The curtain now falls on Bakery Hill, and the players move back down to Eureka. They bring the flag with them. This time, it will not return.
As the storm clouds built on that afternoon of Thursday 30 November, Police Constable Henry Goodenough, a government spy, relayed a rumour that the Camp would be attacked at 4am. Henry’s twenty-six-year-old wife Elizabeth and their six-month-old baby Mary Anne had no doubt been sent away from the Camp with Maggie Johnston and the other government wives as part of Captain Thomas’s defence plan. Goodenough prowled the diggers’ meetings dressed in miners garb, shouting oaths and pretending to be drunk. Either he was a bad actor or he really was intoxicated. At one gathering Raffaello Carboni gave the blathering oaf a sturdy kick in the privates to silence him. When Judas Iscariot Goodenough, as Carboni later called him, planted the story of the Camp’s imminent attack, there was every reason to storm the citadel. The eight men arrested at the Gravel Pits that morning were considered political prisoners, just as Fletcher, McIntyre and Westoby had been. We shall be ready to receive them, wrote Captain Pasley. I am more convinced than ever that…sedition must be put down by force…befor
e many days have passed, it will be necessary for us to sweep the whole goldfield.53 Had somebody instructed Goodenough to orchestrate a crisis, if none truly existed?

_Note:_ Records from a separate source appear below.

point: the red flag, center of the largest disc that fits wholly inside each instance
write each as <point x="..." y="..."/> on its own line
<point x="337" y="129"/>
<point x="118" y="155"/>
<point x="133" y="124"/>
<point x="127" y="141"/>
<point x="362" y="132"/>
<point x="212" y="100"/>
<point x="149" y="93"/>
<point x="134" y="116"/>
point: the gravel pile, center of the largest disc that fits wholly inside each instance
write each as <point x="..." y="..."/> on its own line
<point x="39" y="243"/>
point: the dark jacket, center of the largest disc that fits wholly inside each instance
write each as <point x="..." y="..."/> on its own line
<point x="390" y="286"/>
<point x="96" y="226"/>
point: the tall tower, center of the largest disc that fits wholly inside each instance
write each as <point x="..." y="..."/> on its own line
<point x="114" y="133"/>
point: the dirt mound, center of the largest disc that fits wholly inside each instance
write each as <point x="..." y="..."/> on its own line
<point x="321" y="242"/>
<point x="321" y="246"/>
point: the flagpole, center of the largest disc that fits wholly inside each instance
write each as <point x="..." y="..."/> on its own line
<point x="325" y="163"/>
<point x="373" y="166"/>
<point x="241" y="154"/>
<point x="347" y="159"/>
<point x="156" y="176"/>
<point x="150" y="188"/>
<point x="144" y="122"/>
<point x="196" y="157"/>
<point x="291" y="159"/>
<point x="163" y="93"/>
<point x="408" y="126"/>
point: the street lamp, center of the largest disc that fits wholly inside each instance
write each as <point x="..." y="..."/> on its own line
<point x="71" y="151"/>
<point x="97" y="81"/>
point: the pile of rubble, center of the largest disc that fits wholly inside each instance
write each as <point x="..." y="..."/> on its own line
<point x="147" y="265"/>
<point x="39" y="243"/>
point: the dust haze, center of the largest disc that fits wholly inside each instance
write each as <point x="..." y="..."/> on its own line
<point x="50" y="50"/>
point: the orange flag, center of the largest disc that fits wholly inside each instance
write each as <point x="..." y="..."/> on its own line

That evening the barometric pressure finally plummeted. A violent thunderstorm shook the night sky. It rained for three hours solid, great lashings of fat summer rain. During the whole night, the police troopers were exposed to the downpour, waiting beside their horses, saddled and ready for action. Fortifications had been made to the mess house, Dr David Williams’ house, the Camp hospital, Rede and Johnston’s quarters (a particularly exposed locality) and the military barracks. It was the job of the police to guard these vulnerable targets. So the exhausted and no doubt frightened young men lay wrapped in their cloaks on the saturated ground or crouching under their horses for shelter. To kill time, recounted Samuel Huyghue, the lads sat spinning yarns of former service in the field. For some, there would have been an element of truth to their tales. For most, the one-upmanship was pure bravado.